Bien que les programmes officiels soient très prudents quant aux objectifs de fin de cycle 2, j’ai décidé la mise en place d’un projet de classe pour amener les élèves à utiliser davantage de types de textes, et à en tirer profit. Ainsi, le projet de classe sur l’apiculture fédère les types de texte narratif (histoires “vécues” d’abeilles), explicatif (comment fonctionnent les ruches ou la danse des abeilles), descriptif (comment sont faits les cadres, les alvéoles, etc.), injonctif (pour fabriquer une ruche ou une veste d’apiculteur), rhétorique (poésies sur les abeilles, les fleurs, la nature), argumentatif (lettres à l’apiculteur et au maire du village pour nous aider à mener à bien notre projet). A ce titre, les élèves de la classe, très motivés, par leur projet, sont allés plus loin que ce que réclament les programmes officiels :
L’élève doit être capable de :
- comprendre les informations explicites d'un texte littéraire ou d'un texte documentaire appropriés à l'âge et à la culture des élèves,
- trouver dans un texte documentaire imprimé ou sur un site
Internet les réponses à des questions simples,
- dégager le thème d'un texte littéraire (de qui ou de quoi parle-t-il ?).
3) Stratégies de lecture et comportements de lecteurs
Les comportements des enfants lecteurs sont variés, et il n’est pas raisonnable d’entreprendre une réflexion sur leurs capacités de lecture si l’on n’essaie pas, en préambule, de déterminer ces comportements.
Un consensus s’est établi ces cinq dernières années pour s’accorder sur le fait que les enfants utilisent différentes entrées dans les textes, que cela soit de façon consciente et calculée, ou de façon involontaire et compensatrice.
On peut déterminer certains types de comportements, dont voici un aperçu :
a) lecteur centré sur la reconnaissance lexicale (l’élève lit des mots de façon globale, et isolée, sans mise en réseau des mots constitutifs du texte ; le sens est limité à celui de chaque mot, sans construction phrastique, et le sens local est absent).
Pour ce type de comportement, je propose d’appeler cet élève “le contemplatif”.
Une remédiation possible est dans ce cas un entraînement à (re)construire des phrases à partir d’étiquettes de groupes de mots, en favorisant les embrayeurs qui donnent à la phrase sa cohésion syntaxique et sa cohérence sémantique (sur ces deux notions, voir annexe).

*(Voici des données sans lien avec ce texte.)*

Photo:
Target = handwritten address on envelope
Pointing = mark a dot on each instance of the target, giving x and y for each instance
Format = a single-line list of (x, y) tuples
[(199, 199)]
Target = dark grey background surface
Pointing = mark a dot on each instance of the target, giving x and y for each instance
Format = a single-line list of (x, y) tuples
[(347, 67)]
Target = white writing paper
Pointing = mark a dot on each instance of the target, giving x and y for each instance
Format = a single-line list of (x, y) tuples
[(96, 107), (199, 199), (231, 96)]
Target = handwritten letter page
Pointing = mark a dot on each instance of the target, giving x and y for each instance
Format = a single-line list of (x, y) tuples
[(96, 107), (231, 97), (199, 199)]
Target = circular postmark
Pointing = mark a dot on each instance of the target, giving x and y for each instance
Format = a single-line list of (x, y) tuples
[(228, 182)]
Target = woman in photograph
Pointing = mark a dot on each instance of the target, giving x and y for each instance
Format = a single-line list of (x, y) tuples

b) lecteur centré sur le code pour déchiffrer le minimum (l’élève lira indifféremment “es..cargot” ou “es..calier”, quel que soit le contexte, précipité qu’il est de lire le mot).
Pour ce type de comportement, je propose d’appeler cet élève “l’économe”.

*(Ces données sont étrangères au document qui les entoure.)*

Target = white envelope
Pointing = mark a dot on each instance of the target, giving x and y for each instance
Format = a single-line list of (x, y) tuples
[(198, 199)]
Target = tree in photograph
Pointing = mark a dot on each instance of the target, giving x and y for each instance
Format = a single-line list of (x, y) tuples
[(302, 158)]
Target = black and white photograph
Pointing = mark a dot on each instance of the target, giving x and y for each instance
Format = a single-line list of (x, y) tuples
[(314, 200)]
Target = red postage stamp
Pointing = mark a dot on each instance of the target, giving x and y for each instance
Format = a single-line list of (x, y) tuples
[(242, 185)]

Une remédiation possible est de présenter des textes avec des mots tronqués, de façon à obliger l’élève à mettre en corrélation ce qu’il a l’intention de lire et le sens du texte ; on peut aussi envisager des exercices variés pour lesquels il faut anticiper sur la probabilité d’occurrence du mot suivant, en tenant compte des fréquences du langage oral, sinon il y aurait devinette ! Par exemple, donner des débuts d’expressions à compléter : ‘un cheval de... (course, boulanger, cirque)’ dont la rection est d’ordre sémantique, ou encore ‘sauter en... (hautain, hauteur, haute)’ dont la rection est d’ordre morphologique.

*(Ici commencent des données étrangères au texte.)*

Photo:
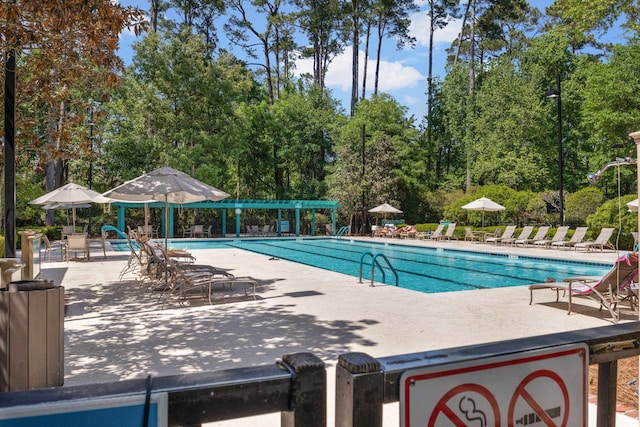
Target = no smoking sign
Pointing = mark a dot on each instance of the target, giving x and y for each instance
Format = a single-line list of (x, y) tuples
[(543, 388)]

c) lecteur centré sur le déchiffrement (avec peu de mots présents dans son lexique mental, l’élève ne possède pas de réelle intention de lecture, et met en chaîne sonore et non en chaîne signifiante ce qu’il a lu) ; le cas extrême est l’hyperlecteur, qui lit à toute vitesse sans jamais comprendre la moindre phrase (j’ai rencontré un seul hyperlecteur, capable de mettre l’intonation correcte grâce aux ponctuations, semant le doute chez les adultes qui l’écoutaient lire).
Pour ce type de comportement, je propose d’appeler cet élève “le pointilliste”.
Une remédiation possible est dans ce cas une exposition à des types de textes variés, un essai de motivation par l’utilité de lire, des questionnements de texte fréquents pour s’assurer d’une compréhension minimale.
d) lecteur centré sur le sens (l’enfant réagit comme s’il était face à des devinettes, ne sait guère tenir compte des indices graphiques, invente le sens jusqu’au contre-sens, décolle du texte au lieu de s’y référer, cherche à tout prix une cohérence qui lui convient).
Pour ce type de comportement, je propose d’appeler cet élève “l’astrologue”.
Une remédiation possible est dans ce cas un entraînement à la combinatoire, une décomposition des mots en morphèmes (préfixe, radical, suffixe) et non pas seulement en syllabes, de façon à construire du sens à partir des mots du texte, et non à partir d’évocations personnelles.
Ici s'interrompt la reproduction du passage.